Pengelolaan DAK Tahun Ini Sistem Tender, DAK Disdikbud 2022 Rp30 Miliar - Waspada

Pengelolaan DAK Tahun Ini Sistem Tender, DAK Disdikbud 2022 Rp30 Miliar

- Aceh
  • Bagikan

SINGKIL (Waspada): Pengelolaan dana alokasi khusus (DAK) fisik di Dinas Pendidikan dan Kebudayaan (Disdikbud) mulai tahun ini dilaksanakan melalui sistem tender di Unit Layanan Pengadaan (ULP) Kantor Bupati.

Sebelumnya pengelolaan dana yang bersumber dari anggaran pendapatan belanja negara (APBN) itu ditangani langsung secara swakelola oleh pihak sekolah, komite sekolah dan melibatkan Disdikbud setempat.

“Namun berbeda dengan tahun ini, untuk kegiatan fisik dilakukan dengan sistem tender oleh ULP,” Kata Kasubbag Program Disdikbud Mahidin kepada Waspada.id, Jumat (19/11) usai menggelar Rakor Dana Alokasi Khusus (DAK) yang diikuti seratusan kepala sekolah dan operator masing-masing di Hermes One Hotel Subulussalam.

Dikatakannya, karena pengelolaan anggaran DAK dengan sistem yang berbeda tersebut, sehingga Disdikbud melakukan Rapat Koordinasi (Rakor), Kepala Sekolah dan Operator Sekolah SD dan SMP bersama Pemerintah Daerah dalam pengelolaan dana DAK tahun 2021.

Disebutkannya dalam Rakor yang digelar itu untuk membahas sistem pengelolaan dana DAK dalam kegiatan pembangunan. “Yang dibahas tentang pengelolaan DAK, yakni sistem pengelolaan kegiatan fisik, penyediaan alat media pendidikan yang menjadi sebuah aset yang akan diinventarisir,” kata Mahadinin

Dijelaskannya, dalam kegiatan tersebut juga dipaparkan terkait sumber utama dalam perencanaan pembangunan yakni sinkronisasi perbaikan data pokok pendidik (Dapodik) di daerah.

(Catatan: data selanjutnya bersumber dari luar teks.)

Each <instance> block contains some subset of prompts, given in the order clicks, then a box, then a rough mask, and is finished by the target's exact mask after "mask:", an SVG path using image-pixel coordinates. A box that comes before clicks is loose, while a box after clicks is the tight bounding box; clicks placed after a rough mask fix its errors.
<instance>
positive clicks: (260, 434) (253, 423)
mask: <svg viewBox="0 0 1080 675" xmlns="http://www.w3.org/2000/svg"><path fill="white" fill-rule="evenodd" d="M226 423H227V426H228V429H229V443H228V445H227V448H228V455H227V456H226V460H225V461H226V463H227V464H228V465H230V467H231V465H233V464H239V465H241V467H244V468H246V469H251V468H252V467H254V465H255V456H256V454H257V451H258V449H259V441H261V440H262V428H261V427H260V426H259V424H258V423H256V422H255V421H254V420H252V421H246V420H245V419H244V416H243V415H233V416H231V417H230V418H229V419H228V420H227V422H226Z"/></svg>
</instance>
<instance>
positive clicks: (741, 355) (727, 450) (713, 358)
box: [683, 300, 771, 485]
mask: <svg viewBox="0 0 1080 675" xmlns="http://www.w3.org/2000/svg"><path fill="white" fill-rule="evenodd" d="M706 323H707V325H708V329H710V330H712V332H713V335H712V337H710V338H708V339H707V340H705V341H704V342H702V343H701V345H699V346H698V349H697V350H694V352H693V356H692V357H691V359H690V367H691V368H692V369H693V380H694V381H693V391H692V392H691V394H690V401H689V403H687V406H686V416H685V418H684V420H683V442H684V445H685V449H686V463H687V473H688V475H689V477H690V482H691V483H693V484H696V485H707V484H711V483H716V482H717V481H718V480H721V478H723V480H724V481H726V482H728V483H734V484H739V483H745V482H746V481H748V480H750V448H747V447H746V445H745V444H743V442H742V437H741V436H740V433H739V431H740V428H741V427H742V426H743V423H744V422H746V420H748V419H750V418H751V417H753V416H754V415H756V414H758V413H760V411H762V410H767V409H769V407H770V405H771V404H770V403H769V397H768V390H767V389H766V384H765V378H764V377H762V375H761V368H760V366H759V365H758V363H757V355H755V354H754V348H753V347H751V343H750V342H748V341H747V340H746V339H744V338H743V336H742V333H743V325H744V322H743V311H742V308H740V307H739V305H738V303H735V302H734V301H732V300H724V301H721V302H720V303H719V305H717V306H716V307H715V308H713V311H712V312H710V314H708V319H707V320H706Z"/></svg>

Sementara untuk penerimaan DAK tahun ini senilai Rp39 milyar. Jumlah penerimaan ini mengalami penurunan tahun 2022 menjadi Rp30 miliar. “Nilai ini yang telah disetujui Kementerian Pendidikan dan Kebudayaan,” ujarnya.

“Masih akan dilihat ke depan bagaimana pengelolaan sekarang, apakah lebih efektif dengan swakelola cara lama atau sistem saat ini, tergantung risiko yang akan dihadapi mendatang,” tambahnya.

Dari penerimaan dana tersebut akan disalurkan untuk pelaksanaan program sarana dan prasarana pendidikan di Aceh Singkil. Khususnya untuk jenjang tingkat Sekolah Dasar (SD) dan Sekolah Menengah Pertama (SMP).
Sementara untuk penerima manfaat dalam penyaluran DAK tersebut sebanyak 68 sekolah tingkat SD dan 21 sekolah tingkat SMP.

Sementara itu untuk kegiatan penyerapan dana yang di alokasikan untuk pendidikan katanya, bertujuan untuk perampungan sarana prasarana pendidikan, yang akan ditargetkan batu akan rampung pada 2024 mendatang.

Di samping target penuntasan sarana prasarana pendidikan mendatang, termasuk melakukan UKG untuk sertifikasi tenaga pendidikan agar mendapatkan tunjangan sertifikasi guru masing-masing, terangnya. (B25)

Keterangan Foto : Nara sumber dari Inspektorat Aceh Singkil Haristam saat memaparkan materi tentang Penata Usahaan Keuangan Daerah pada Rakor Kepala Sekolah, 15-17 Nopember 2021. Waspada/AriefH.